23.06.2021 15:00 2 WH
Po trzech tygodniach, w środę (23 czerwca) molo w Pucku zostało otwarte dla przechodniów. Zakończył się remont po incydencie z samochodem dostawczym. Ponadto przed wejściem na molo pojawiły się donice z kwiatami.
Przypomnijmy, że 8 czerwca dostawczak wjechał na drewnianą konstrukcję i doprowadził do zerwania części molo. Jedno z kół pojazdu utknęło pomiędzy deskami. Więcej o zdarzeniu - tutaj.
Teraz burmistrz Pucka poinformowała, że remont się zakończył, a molo jest gotowe na spacerowiczów.
— Eksperci uznali, iż molo jest bezpieczne i możliwe do udostępnienia pieszym bez ograniczeń. To tak ku uspokojeniu niektórych - jest bezpiecznie, a finansowe sprawy odszkodowań ogarniamy – napisała Hanna Pruchniewska na Facebooku.

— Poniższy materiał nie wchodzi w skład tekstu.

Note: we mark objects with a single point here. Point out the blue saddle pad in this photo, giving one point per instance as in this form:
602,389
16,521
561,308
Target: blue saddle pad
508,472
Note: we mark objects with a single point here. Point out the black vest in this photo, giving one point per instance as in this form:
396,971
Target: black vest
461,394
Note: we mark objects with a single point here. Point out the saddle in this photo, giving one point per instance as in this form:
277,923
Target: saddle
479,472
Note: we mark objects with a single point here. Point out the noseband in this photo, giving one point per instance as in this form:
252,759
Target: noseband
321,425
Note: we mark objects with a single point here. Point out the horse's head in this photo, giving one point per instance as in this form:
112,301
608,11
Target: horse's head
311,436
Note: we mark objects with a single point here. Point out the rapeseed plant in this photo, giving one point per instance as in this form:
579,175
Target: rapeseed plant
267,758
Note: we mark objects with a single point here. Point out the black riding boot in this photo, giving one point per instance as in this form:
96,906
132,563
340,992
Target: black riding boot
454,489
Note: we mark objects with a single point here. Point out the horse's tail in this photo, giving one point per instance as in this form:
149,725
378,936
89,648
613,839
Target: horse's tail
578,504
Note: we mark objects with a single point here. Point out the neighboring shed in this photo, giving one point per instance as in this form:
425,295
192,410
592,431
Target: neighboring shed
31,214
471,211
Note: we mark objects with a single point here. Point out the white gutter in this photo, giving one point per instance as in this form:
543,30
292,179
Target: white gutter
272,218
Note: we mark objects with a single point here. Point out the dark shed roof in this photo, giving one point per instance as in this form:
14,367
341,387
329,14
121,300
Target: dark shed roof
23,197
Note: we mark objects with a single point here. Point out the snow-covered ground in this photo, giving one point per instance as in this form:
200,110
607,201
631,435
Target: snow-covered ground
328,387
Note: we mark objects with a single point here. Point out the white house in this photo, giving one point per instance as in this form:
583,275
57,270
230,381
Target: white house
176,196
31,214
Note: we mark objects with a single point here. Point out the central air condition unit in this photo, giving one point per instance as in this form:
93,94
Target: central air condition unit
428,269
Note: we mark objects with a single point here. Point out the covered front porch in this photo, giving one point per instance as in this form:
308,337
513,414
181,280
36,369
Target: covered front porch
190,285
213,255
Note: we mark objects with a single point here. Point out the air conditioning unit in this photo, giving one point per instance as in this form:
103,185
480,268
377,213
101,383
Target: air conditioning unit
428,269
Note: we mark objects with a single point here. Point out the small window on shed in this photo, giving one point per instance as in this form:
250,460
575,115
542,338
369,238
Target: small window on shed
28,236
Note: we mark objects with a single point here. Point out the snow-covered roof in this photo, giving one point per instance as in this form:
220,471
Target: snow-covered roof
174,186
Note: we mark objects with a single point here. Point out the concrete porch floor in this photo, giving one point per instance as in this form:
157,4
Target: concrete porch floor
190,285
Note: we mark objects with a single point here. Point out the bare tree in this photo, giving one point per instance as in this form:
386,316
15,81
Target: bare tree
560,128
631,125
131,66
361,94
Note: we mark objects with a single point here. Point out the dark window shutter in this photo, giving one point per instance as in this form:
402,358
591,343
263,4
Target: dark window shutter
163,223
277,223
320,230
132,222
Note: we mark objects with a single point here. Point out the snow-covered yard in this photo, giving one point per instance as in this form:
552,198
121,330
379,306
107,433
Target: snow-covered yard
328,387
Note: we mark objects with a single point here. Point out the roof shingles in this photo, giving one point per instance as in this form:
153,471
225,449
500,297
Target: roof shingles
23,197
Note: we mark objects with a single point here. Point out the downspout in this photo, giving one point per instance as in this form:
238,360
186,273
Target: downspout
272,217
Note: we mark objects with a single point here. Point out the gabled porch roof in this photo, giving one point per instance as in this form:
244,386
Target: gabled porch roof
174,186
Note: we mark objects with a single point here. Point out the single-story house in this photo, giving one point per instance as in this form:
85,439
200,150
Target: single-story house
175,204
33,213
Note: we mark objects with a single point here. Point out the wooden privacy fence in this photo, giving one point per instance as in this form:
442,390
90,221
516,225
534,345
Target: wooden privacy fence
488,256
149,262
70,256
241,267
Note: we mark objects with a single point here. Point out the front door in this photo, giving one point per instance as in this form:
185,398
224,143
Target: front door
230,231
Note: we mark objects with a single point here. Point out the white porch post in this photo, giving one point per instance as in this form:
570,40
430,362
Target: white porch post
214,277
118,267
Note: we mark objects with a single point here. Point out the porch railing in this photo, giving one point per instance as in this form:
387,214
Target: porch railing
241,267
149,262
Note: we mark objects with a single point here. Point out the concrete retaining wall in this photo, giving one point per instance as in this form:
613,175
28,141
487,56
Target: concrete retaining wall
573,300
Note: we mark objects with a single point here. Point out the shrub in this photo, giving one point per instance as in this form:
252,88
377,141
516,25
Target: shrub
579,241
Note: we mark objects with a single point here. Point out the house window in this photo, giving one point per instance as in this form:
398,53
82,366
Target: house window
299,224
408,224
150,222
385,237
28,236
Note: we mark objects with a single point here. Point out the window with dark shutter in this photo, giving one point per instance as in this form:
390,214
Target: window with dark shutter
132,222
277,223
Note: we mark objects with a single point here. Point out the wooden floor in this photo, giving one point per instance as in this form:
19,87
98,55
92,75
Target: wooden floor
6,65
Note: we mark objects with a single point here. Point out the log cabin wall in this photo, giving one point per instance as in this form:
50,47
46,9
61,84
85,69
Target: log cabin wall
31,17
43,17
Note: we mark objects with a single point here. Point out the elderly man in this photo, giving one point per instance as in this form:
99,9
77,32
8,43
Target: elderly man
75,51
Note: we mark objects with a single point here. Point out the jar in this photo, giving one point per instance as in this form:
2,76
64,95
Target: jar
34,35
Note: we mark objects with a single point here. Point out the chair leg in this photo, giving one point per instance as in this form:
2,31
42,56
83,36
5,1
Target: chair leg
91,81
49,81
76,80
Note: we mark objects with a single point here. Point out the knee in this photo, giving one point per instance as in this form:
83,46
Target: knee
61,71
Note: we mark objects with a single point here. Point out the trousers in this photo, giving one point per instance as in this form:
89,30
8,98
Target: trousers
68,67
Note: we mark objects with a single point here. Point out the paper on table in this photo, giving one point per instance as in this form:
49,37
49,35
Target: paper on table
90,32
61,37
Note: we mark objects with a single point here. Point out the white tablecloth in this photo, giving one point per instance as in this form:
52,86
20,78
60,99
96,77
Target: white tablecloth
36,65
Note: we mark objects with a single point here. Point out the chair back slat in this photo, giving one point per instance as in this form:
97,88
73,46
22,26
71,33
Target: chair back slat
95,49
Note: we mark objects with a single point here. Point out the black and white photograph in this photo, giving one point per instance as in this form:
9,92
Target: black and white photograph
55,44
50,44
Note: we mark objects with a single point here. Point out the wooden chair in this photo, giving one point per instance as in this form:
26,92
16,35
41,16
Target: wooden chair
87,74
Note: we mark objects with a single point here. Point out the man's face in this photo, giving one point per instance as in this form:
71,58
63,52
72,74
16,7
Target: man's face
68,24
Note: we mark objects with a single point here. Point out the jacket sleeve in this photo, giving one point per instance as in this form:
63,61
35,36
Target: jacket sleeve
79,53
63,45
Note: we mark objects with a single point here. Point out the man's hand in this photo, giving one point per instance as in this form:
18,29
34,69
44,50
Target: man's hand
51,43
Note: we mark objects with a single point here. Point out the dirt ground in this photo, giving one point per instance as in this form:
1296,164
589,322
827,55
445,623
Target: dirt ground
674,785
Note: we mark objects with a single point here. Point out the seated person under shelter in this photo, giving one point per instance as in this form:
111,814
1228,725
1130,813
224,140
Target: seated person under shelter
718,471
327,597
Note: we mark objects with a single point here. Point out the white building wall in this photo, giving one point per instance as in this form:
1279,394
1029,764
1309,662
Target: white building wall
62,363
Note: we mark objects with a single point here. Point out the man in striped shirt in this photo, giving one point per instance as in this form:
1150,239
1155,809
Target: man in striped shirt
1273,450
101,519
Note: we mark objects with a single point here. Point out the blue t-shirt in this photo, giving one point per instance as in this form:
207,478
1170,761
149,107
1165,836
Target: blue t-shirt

Podczas prac całkowicie wymieniono poszycie pokładu drewnianego mola na powierzchni około 70 metrów kwadratowych i wzmocniono konstrukcję nośną, w tym częściowo wymieniono belki nośne.
— Na początku części drewnianej pojawiły się elementy ozdobne, które przy okazji powstrzymają przed dziwnymi praktykami. Jest między donicami taka odległość, by zmieścił się bliźniaczy wózek dziecięcy – dodaje Pruchniewska.
Na molo obowiązuje zakaz przemieszczania się pojazdów. Dotyczy to także gokartów i rowerów.